Josh Spiegel created HIVE-4567:
----------------------------------
Summary: RuntimeException when two external tables have the same
location
Key: HIVE-4567
URL: https://issues.apache.org/jira/browse/HIVE-4567
Project: Hive
Issue Type: Bug
Affects Versions: 0.10.0, 0.7.1
Reporter: Josh Spiegel
I am working with a custom InputFormat and a custom SerDe where it sometimes
makes sense to have two external tables with different schemas and properties
but the same location. When such tables are used in the same query, a
RuntimeException may occur.
I realize that with Hive's built-in adapters, it may not ever be useful to
create two external tables with the same location. The following example is
nonsensical but it can be used to easily reproduce the error:
CREATE EXTERNAL TABLE f (fk STRING, name STRING)

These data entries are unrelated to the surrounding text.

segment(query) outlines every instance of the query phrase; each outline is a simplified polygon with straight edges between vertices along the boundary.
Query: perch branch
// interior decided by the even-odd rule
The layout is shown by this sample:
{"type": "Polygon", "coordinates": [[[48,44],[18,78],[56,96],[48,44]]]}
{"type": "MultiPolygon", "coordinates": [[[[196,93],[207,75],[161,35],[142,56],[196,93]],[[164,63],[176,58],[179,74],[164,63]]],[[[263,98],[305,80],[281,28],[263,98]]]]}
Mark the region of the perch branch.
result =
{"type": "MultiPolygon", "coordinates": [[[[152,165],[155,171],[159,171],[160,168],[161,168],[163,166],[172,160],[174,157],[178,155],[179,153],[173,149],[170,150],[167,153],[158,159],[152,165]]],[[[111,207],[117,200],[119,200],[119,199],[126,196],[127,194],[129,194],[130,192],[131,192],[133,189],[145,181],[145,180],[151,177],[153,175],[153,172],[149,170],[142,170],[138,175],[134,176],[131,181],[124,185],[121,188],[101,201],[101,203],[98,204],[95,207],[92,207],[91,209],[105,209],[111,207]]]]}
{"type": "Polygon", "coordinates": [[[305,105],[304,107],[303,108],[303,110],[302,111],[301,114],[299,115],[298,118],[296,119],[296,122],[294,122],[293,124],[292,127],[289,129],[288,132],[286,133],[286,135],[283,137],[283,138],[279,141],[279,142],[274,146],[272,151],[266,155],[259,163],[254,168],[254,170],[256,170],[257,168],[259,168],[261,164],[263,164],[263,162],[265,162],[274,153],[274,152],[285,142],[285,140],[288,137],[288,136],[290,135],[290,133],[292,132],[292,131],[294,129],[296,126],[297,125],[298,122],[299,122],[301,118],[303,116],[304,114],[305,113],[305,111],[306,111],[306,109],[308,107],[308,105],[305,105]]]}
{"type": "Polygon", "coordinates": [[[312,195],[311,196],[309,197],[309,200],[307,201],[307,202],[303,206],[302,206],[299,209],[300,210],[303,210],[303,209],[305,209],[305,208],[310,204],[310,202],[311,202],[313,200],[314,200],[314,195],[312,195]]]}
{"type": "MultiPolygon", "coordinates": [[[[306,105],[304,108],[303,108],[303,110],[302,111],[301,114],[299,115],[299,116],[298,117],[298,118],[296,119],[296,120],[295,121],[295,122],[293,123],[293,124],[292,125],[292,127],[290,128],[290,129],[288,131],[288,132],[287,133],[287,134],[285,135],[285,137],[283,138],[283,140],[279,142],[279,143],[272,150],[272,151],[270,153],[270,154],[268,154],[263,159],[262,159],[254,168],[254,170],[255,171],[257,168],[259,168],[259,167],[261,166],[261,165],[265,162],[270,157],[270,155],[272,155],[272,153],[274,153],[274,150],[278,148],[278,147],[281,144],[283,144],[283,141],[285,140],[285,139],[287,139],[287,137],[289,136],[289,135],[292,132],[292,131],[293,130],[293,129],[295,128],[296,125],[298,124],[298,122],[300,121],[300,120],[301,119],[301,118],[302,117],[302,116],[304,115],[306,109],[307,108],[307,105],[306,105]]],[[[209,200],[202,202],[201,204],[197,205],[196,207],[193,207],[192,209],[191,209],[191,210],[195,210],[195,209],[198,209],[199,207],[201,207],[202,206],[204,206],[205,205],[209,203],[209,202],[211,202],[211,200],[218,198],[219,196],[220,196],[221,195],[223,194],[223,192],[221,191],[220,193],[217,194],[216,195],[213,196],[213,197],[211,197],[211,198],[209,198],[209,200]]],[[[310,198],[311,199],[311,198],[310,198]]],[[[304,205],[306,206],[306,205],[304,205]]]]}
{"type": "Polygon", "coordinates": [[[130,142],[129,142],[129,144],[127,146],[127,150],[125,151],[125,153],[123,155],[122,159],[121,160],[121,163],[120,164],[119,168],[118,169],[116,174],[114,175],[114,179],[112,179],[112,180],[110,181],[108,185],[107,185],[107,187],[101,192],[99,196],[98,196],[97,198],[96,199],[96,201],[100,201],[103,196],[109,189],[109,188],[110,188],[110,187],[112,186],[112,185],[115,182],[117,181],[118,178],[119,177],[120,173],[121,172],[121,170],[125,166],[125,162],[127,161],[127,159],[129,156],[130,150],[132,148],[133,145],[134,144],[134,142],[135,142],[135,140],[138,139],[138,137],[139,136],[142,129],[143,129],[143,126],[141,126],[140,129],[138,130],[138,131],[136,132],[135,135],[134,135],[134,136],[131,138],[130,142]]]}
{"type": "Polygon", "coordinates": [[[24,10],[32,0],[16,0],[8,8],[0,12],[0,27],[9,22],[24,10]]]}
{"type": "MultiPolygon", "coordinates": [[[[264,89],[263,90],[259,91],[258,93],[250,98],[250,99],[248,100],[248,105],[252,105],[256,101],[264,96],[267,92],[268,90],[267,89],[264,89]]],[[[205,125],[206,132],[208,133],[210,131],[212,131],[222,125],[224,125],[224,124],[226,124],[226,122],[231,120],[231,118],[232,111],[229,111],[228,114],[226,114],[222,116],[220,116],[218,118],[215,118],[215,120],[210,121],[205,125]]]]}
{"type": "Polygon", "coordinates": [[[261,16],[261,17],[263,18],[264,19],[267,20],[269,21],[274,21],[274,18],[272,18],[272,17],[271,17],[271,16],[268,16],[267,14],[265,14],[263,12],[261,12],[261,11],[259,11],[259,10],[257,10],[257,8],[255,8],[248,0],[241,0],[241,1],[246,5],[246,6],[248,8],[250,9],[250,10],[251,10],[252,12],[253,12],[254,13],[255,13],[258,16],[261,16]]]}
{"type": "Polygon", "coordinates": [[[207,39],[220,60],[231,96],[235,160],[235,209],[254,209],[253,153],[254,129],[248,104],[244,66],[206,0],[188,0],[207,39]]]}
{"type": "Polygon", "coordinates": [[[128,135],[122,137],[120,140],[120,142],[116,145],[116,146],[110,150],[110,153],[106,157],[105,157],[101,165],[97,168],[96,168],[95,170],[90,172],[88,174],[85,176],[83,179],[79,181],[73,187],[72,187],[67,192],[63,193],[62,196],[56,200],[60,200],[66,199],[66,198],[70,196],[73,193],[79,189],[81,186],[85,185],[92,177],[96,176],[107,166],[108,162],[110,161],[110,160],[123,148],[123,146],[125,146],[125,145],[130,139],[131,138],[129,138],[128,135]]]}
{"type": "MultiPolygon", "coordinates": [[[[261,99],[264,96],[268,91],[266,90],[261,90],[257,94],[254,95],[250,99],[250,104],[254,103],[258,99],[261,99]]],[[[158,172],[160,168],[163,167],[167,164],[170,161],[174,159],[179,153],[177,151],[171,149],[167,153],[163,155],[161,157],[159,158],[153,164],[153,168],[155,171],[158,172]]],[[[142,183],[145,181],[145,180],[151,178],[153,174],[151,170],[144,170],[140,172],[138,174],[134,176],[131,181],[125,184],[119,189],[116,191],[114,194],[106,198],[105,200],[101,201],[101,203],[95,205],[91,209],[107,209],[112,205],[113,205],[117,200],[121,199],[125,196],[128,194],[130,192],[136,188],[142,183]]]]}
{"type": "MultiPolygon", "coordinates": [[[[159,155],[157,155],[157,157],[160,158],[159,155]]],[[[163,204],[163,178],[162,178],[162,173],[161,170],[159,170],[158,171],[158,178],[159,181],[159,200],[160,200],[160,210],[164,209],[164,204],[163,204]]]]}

ROW FORMAT DELIMITED FIELDS TERMINATED BY ' '
LOCATION '/local/data/';
CREATE EXTERNAL TABLE IF NOT EXISTS p (pk STRING)
LOCATION '/local/data/';
SELECT p.pk
FROM p LEFT OUTER JOIN f
ON p.pk = f.fk;
In /local/data, put file data.txt:
k1 apple
k2 orange
k2 pear
Produces the folllowing error:
Caused by: java.lang.RuntimeException: cannot find field fk from [0:pk]
at
org.apache.hadoop.hive.serde2.objectinspector.ObjectInspectorUtils.getStandardStructFieldRef(ObjectInspectorUtils.java:346)
at
org.apache.hadoop.hive.serde2.lazy.objectinspector.LazySimpleStructObjectInspector.getStructFieldRef(LazySimpleStructObjectInspector.java:168)
...
Ideally this should be supported by Hive as it is useful for semi-structured
documents (e.g. JSON, XML) where multiple big "relations" may be contained in
the same file. However, if adding support is infeasible, it would be nice to
detect this condition statically and raise a more meaningful error from the
client process.
--
This message is automatically generated by JIRA.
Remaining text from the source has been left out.